The Sixth Mass Extinction

I’ve always had a little bit of a gloomy streak, and I remember having the feeling the world would end sometime in my lifetime. In 1999 I irrationally felt it might happen, partially fueled by viewing the motion picture Magnolia, listening to the Prince record 1999, and hearing some panicked reports on the news about electronics going haywire due to the number change that I didn’t really understand. That was a little anticlimactic and I honestly felt kind of disappointed.

As I’ve gotten older, I feel like I’ve adopted a more reasonably objective view that it seems like humanity is unsustainable if it continues its current trajectory of population growth, depletion of resources, and widening economic gap. Now I feel like I’m less bonkers (in that respect) in that the world has probably felt vaguely apocalyptic to a lot of people lately, what with global pandemics, fires, and storms breaking out. People who are way smarter than me—researchers and scientists—have been predicting a “sixth mass extinction” of biodiversity approaching, and it sounds like the situation is becoming more dire according to the most recent study.

Top scientists warn of ‘ghastly future of mass extinction’ and climate disruption | Environment | The Guardian

“Dealing with the enormity of the problem requires far-reaching changes to global capitalism, education and equality, the paper says. These include abolishing the idea of perpetual economic growth, properly pricing environmental externalities, stopping the use of fossil fuels, reining in corporate lobbying, and empowering women, the researchers argue.”

All of those changes sound unlikely to happen to me. It’s a weird feeling of cognitive dissonance when a feeling you’ve had for a long time you thought was absurd shows at least some signs of becoming a reality.

However, despite the feeling, I’m not sure it will happen in my lifetime. It’s just a feeling. That would be too easy. I think it will probably be more drawn-out, and I hate to say it, I think humanity is probably going to have to reckon for more of its crimes. Some people think we might be able to colonize space and start over. 

I once wrote about the gloomy but lovely Lars Von Trier film Melancholia, where the clinically depressed character played by Kirsten Dunst is the only one ultimately prepared for the end of the world, because she’s been expecting it all along. There’s a great ominous line in the film where she says “Life on earth is evil. No one will mourn it.”

Von Trier, who himself struggles with depression, said a seed of inspiration for the film came to him from a conversation he had with this therapist where they discussed how someone with a depressed viewpoint would react differently to the end of the world, and might actually embrace it.

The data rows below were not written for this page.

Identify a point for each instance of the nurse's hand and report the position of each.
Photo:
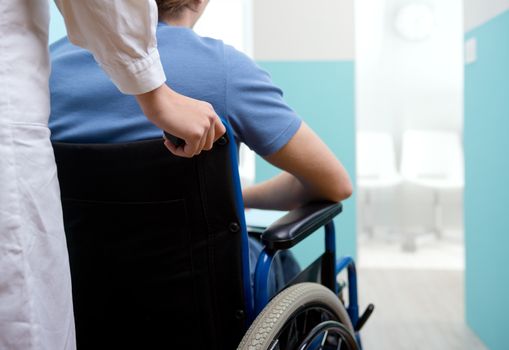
(193, 121)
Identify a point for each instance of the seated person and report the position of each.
(87, 108)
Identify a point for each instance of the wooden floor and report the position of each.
(415, 309)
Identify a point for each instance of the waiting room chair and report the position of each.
(433, 160)
(376, 169)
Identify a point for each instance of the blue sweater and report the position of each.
(86, 107)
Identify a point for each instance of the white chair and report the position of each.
(434, 160)
(376, 168)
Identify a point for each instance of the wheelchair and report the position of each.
(158, 250)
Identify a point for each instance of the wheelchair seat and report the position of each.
(146, 273)
(158, 250)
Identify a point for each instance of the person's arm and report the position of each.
(121, 36)
(310, 172)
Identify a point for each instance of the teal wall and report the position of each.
(322, 93)
(57, 25)
(487, 183)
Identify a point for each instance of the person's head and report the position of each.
(181, 12)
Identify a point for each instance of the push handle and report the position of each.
(177, 142)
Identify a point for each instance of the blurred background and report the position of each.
(413, 97)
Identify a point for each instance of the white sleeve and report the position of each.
(121, 36)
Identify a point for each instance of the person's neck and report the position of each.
(184, 20)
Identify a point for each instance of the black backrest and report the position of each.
(154, 246)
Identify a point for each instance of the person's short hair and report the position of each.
(171, 8)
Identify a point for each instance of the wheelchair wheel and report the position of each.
(304, 316)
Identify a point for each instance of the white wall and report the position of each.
(403, 84)
(300, 30)
(479, 11)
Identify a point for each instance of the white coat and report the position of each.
(35, 289)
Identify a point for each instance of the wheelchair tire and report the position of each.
(286, 306)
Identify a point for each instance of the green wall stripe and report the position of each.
(487, 183)
(322, 93)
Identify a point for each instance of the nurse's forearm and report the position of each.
(121, 36)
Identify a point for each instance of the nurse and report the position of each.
(35, 289)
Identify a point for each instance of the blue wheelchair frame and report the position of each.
(259, 299)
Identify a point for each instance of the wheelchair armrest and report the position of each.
(299, 224)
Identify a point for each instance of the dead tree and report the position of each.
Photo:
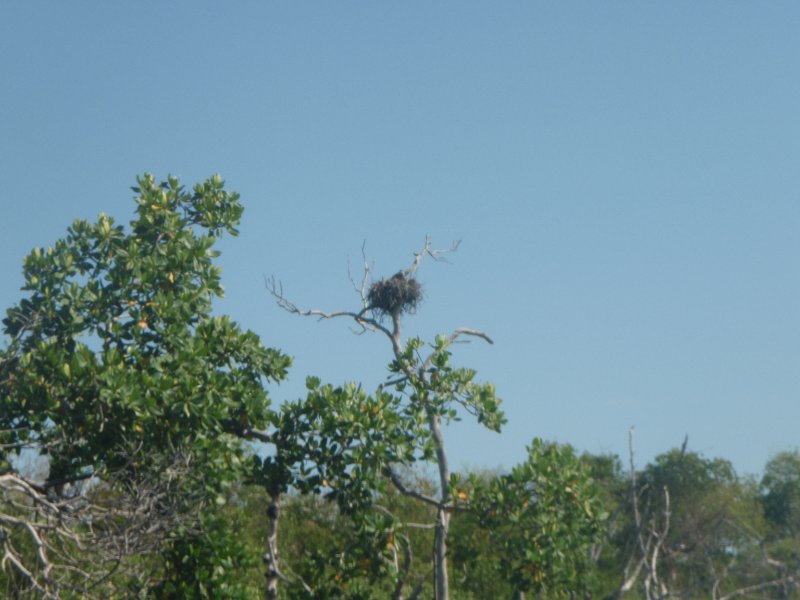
(391, 299)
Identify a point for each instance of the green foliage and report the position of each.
(541, 520)
(114, 348)
(208, 565)
(781, 492)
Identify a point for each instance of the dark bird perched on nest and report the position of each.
(396, 295)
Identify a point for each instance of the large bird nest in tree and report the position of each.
(394, 296)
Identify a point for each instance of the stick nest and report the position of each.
(395, 295)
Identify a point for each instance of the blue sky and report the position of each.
(624, 177)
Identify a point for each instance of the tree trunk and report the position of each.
(441, 586)
(271, 556)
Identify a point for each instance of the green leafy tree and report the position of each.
(115, 365)
(357, 456)
(540, 521)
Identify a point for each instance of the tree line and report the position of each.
(141, 457)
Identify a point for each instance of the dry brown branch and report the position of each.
(74, 541)
(436, 255)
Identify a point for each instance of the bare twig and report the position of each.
(436, 255)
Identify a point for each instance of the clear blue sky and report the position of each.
(625, 178)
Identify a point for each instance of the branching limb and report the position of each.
(403, 489)
(438, 255)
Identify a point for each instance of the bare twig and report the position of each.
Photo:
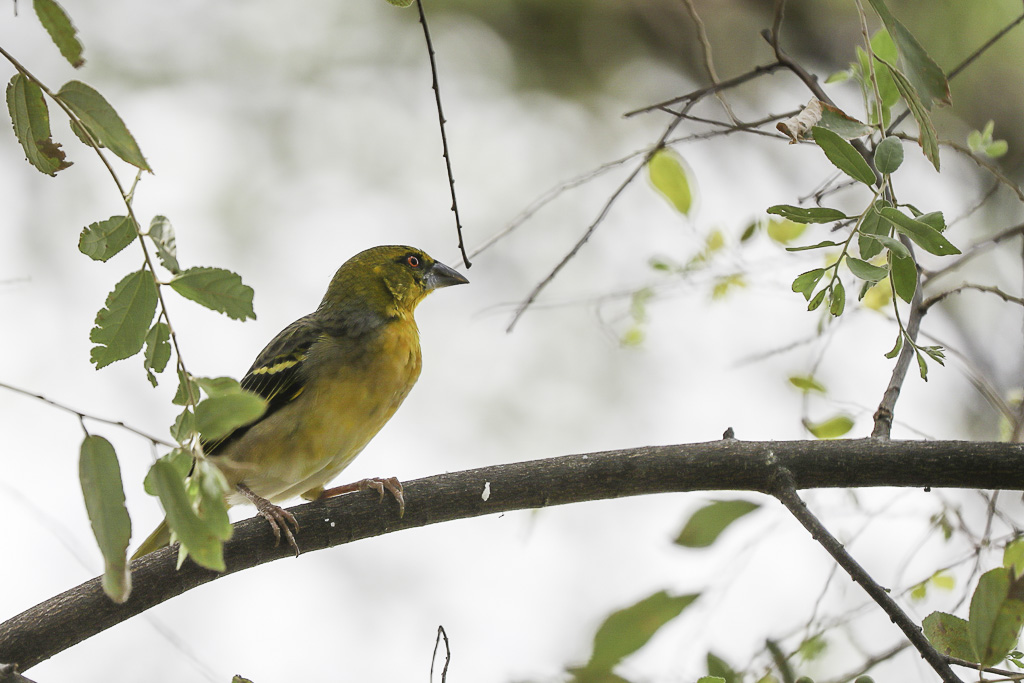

What’s the saying, “I love humanity, but I don’t like people?” I feel like it’s kind of the opposite for me. I really hate the human species as a whole and collectively, but individual people like, and of course there are so many wonderful people I’ve known who deserve to live rich and full lives. I would mourn them if I could separate them out. However, if I was told the world was to end because mankind sowed its own seeds of destruction, I would probably accept it as fair and reasonable. 

I’m sure my mindset does stem from my depression and the dim view its given me at times as well as my experiences with suicidal ideation. I also know that I am bad about “catastrophizing” in cognitive behavioral terms and expecting the worst, and I’m very often wrong.

One technique in therapy for “catastrophizing” is imagining the worst of any given possible scenario—if you’re anxious about work, that you’ll get fired and lose your job; if you have relationship anxiety, that your spouse is cheating, and so on and so forth, and how if that thing eventually happened, it wouldn’t be as bad as you thought.

What thing could you imagine make the end of the world feel better? Well, there’s the life that you had the chance to have. And then, there’s whatever’s coming next–whatever you believe happens after life and, specifically, humanity.